After watching the video* from the recently decease Tim Hetherington, many emotions arose. The film captures, as Tom suggests and I quite agree with him, there is an interesting/odd mix of Western field practitioners living and working in developing areas and/or conflict environments. It is odd because we choose to be in that type of atmosphere while performing the type of work we wish to perform. I emphasize the word ‘choose’ because (most of the time) Westerners have a choice to do the type of work they do, which is shown in this film.

In Hetherington’s video, one of many things that came to mind; one of them stems from a part in video of an African man staring into the camera after his/a Chadian village was raided by rebels. The look on this man’s face said a thousand words; this is the same look I saw in Senegalese, Gambian, and Guinean. By this, I hope not to generalize too much.

This is a look of desperation.

A look of “This is your fault, white man.”

A look of “Why didn’t you do something?”

A look of “You and your people could have prevented this.”

A look of “I have no resources to support my family.”

A look of “Why are you here (in my country)?”

A look of “You should give me money because you have much more than I will ever have.”

A look of “You came to help me? I don’t need your help because your people have ruined my country/continent too much already!”

A look of “What am I a child?! I don’t need your pity and ‘needs assessments’, just leave me be.”

A look of “Don’t blame me for murdering an entire village, some white guy who looked just like you sold me this gun.”

A look of “My daughter is dead from malaria because I asked you for money to buy her medication but instead you asked me a bunch of questions about if my drinking water was sanitary or not.”
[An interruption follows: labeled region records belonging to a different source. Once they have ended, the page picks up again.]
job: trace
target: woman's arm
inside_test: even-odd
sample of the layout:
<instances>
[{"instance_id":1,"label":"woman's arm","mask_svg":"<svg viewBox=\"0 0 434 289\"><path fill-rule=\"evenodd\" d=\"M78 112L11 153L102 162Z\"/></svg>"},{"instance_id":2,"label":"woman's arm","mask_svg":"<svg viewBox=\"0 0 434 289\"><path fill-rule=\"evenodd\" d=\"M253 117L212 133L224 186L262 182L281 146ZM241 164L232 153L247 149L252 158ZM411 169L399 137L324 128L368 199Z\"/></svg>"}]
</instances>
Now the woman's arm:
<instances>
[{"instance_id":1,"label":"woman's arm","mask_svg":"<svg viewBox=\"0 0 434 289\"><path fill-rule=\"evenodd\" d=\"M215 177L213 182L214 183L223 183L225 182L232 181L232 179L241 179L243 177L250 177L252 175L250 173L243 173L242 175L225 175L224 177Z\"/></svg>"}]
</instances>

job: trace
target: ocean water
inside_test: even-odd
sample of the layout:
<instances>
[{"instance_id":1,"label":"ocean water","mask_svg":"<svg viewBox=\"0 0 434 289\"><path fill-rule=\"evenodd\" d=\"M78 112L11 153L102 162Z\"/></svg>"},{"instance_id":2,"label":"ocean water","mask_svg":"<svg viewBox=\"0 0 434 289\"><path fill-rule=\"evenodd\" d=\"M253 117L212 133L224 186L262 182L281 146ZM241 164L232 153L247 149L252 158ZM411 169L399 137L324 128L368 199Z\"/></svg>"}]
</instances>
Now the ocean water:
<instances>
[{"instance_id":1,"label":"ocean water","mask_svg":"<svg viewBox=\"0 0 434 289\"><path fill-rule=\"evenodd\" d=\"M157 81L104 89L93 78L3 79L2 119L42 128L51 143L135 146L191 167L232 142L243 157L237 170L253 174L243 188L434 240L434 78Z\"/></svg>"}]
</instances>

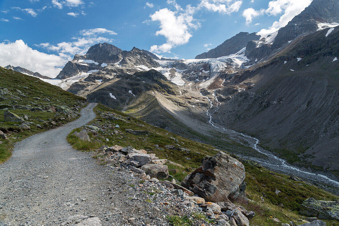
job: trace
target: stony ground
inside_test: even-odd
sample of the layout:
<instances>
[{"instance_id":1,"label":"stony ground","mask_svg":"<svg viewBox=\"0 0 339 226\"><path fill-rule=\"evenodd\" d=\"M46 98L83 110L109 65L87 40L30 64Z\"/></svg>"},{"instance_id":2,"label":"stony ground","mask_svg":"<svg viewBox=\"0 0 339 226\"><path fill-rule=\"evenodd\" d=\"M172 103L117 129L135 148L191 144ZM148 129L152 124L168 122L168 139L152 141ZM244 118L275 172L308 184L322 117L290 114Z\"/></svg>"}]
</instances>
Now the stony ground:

This look will forever haunt me, as I enter the realm of development and conflict management in Africa. I, as a Westerner, have the right and ability to go back to my cozy life in America, have a car with AC, and live happily knowing my future daughters will never be forced to hold a gun. But to live and work in environments in which these Western traits would be the opposite, it leaves most feeling a little uneasy. I think Hetherington, amongst others, knew this feeling very well.